Activated PI3K Delta Syndrome-1 mutations cause neutrophilia in zebrafish larvae

Authors
Elworthy, S., Rutherford, H.A., Prajsnar, T.K., Hamilton, N.M., Vogt, K., Renshaw, S.A., Condliffe, A.M.
Source
Full text @ Dis. Model. Mech.

Homology-directed CRISPR-Cas9 knock-in of a pik3cdE525K allele. (A) Diagram illustrating the knock-in process. The CRISPR-Cas9 cleavage and knock-in is illustrated on the left and the resulting pik3cdE525K allele on the right. On the left, the single-strand oligonucleotide (ssODN) donor sequence and crRNA spacer sequence are positioned alongside the pik3cd DNA sequence and translated amino acid sequence, with the CRISPR-Cas9 protospacer adjacent motif (PAM) highlighted in blue and the cleavage site shown as a red line. On the right, mutated DNA bases are shown in upper case, the E525K coding change is highlighted in red, and the introduced ApoI cleavage site is indicated. The Ltest525 PCR primer is specific for the knock-in allele. (B) Map of the zebrafish pik3cdE525K locus. PCR primers are shown as magenta arrows; the mutation site is marked with a red asterisk; and positions are shown for the ssODN donor used for knock-in, the region confirmed by sequencing after knock-in, pik3cd exon 12 and a DNA repeat incompatible with PCR primer location. (C) Diagram illustrating the workflow for establishing the line with the pik3cdE525K allele. (D) Agarose electrophoresis gel with knock-in-specific test PCRs from 3 days post fertilisation (dpf) G0 embryos.
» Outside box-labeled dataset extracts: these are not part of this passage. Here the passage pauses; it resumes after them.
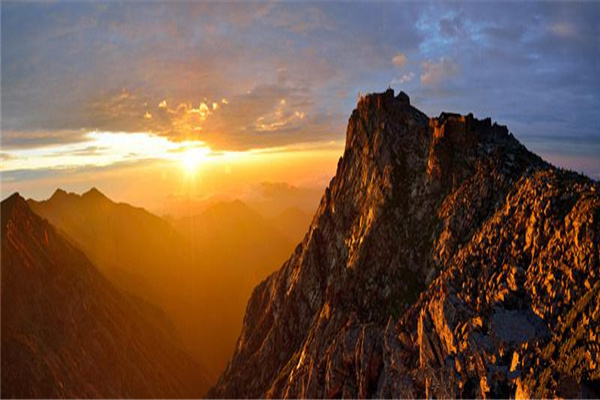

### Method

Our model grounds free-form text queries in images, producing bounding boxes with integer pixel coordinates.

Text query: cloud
[550,22,577,38]
[2,130,86,149]
[392,53,406,68]
[421,57,459,86]
[391,72,415,85]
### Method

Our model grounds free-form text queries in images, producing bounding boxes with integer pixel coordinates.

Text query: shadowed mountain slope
[1,194,208,398]
[28,194,300,380]
[209,90,600,398]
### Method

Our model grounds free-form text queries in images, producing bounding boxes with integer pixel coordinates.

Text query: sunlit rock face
[1,192,209,399]
[209,90,600,398]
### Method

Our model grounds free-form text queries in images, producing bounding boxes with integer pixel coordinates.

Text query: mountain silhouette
[28,192,301,380]
[1,194,209,398]
[209,89,600,398]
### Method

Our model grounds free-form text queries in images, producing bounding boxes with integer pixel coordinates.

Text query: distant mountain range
[1,89,600,398]
[2,188,309,397]
[2,194,209,398]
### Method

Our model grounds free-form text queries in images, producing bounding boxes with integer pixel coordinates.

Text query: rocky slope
[209,90,600,398]
[27,194,301,383]
[1,194,208,398]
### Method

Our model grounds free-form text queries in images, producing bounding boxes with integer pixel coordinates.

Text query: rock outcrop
[0,194,208,398]
[209,90,600,398]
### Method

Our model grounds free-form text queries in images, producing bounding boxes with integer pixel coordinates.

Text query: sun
[179,147,210,175]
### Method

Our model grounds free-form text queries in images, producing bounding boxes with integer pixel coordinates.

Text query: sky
[0,1,600,213]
All the embryos previously injected with CRISPR-Cas9 and ssODN donor produced the expected 103 bp amplicon and also lower electrophoretic mobility products. PCRs from uninjected embryos, or embryos injected with CRISPR-Cas9 alone, did not amplify. DNA size marker is a 100 bp ladder. (E) Agarose electrophoresis gel with knock-in-specific test PCRs from 3 dpf F1 embryos from an outcross of a G0 adult that had been injected with CRISPR-Cas9 and ssODN donor when an embryo. PCRs from embryos with the pik3cdE525K allele produced a 103 bp amplicon. A lower-mobility band indicates a putative aberrant knock-in event. DNA size marker is 100 bp ladder. (F) Agarose electrophoresis gel with Apo1-digested PCR amplicons from F2 embryos from a pik3cdE525K/+ in-cross. The pik3cdE52K5 allele introduces an Apo1 site, allowing pik3cdE525K/E525K, pik3cdE525K/+ and pik3cd+/+ genotypes to be distinguished. DNA size marker is 50 bp ladder. (G) Sanger sequencing trace from a PCR amplicon across the knock-in locus of a pik3cdE525K/E525K F2 adult. The mutated DNA bases are shown in upper case as in A.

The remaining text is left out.